Review: Royal Headache, 'High' The Australian band's soulful, Motown-worthy punk poetry sounds simple and direct on its second album, whose innate momentum makes even the calmest moments feel tense.


Review: Royal Headache, 'High'


Soul and punk are rarely cozy with each other, but at their best, both deal in raw emotion that shoots straight for the gut. That similarity isn't always obvious when comparing the two genres, but when one band combines them, the connection can be bracingly clear. Australia's Royal Headache is that kind of band. The music is pure garage-punk, but the singer — known simply as Shogun — bleeds heart-on-sleeve soul. More crooner than screamer, albeit sometimes both at once, he transforms his bandmates' rushing energy into emotive, Motown-worthy poetry.

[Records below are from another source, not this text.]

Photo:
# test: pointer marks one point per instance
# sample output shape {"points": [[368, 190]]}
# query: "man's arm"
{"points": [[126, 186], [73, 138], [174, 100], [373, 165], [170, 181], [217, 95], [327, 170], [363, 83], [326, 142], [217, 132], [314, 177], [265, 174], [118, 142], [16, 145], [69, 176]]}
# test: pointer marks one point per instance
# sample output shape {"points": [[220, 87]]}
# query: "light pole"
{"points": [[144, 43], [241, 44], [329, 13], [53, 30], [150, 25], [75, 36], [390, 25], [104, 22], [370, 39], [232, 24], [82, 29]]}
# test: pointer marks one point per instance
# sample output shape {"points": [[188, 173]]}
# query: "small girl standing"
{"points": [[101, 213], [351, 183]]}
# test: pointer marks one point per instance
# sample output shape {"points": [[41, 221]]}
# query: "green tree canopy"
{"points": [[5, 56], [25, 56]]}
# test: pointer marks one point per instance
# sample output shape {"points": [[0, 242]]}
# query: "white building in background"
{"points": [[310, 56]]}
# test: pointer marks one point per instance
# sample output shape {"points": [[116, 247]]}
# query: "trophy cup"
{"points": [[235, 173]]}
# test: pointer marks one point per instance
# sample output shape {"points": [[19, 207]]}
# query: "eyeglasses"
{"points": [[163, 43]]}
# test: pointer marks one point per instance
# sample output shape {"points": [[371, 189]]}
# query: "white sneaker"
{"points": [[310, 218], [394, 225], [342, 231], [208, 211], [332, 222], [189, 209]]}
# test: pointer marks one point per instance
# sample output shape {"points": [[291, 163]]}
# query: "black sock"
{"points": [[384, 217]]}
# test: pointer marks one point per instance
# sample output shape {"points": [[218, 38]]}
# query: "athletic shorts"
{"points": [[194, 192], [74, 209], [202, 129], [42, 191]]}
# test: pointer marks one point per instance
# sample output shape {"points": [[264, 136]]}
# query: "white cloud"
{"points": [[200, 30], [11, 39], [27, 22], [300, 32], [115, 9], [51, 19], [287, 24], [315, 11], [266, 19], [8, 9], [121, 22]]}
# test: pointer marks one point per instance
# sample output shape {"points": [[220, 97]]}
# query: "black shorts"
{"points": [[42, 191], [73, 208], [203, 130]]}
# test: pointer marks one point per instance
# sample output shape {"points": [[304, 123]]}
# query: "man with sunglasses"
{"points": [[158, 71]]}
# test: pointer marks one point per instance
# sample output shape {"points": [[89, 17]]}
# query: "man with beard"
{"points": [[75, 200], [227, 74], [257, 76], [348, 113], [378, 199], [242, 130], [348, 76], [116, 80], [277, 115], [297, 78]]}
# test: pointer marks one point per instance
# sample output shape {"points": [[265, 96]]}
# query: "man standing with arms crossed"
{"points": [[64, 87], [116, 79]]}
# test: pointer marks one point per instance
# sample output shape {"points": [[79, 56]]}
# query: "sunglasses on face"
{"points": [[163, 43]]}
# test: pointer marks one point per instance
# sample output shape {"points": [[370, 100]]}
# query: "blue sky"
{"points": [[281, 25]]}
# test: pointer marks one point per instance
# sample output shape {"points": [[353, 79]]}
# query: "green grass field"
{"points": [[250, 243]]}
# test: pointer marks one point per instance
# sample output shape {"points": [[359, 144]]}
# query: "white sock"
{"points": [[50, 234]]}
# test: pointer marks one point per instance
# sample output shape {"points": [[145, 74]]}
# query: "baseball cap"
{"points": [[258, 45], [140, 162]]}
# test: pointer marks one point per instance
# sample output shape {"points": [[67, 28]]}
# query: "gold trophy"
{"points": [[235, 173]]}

On Royal Headache's second album, High, that poetry is typically simple and direct. These are straight-up love songs, with phrases like "need you baby," "save her heart" and "there's nothing quite like love" dotting every stanza. The profundity isn't so much in the words as in the way Shogun delivers them, bending, sliding and igniting them with fevered feeling. High's emotional impact comes from the music, too: The band's churning guitars and punching beats aren't just background for Shogun; they unleash a sonic tornado that lifts him skyward.

Running a brisk 29 minutes, High is actually a little longer than Royal Headache's self-titled 2011 debut — and a bit more varied, too. Sprinkled in among the heads-down rockers are touches of acoustic guitar and slower, more subdued stretches. There's even a near-ballad called "Carolina" that sounds like a garage-punk take on Neil Diamond; Shogun cops to that influence by singing the words "sweet Caroline" near the song's end. But the band's innate momentum makes even its calmest moments feel tense. They can't help but sprint, even when they're waltzing.

You could chalk up some of that tension to Royal Headache's recent hiatus, which included a premature declaration from Shogun that the band had broken up. Really, though, the band's urgent thrust seems woven into its DNA. The aptly named High pushes that trait up a notch, and suggests that Royal Headache's charged brand of soulful punk has a longer climb ahead of it.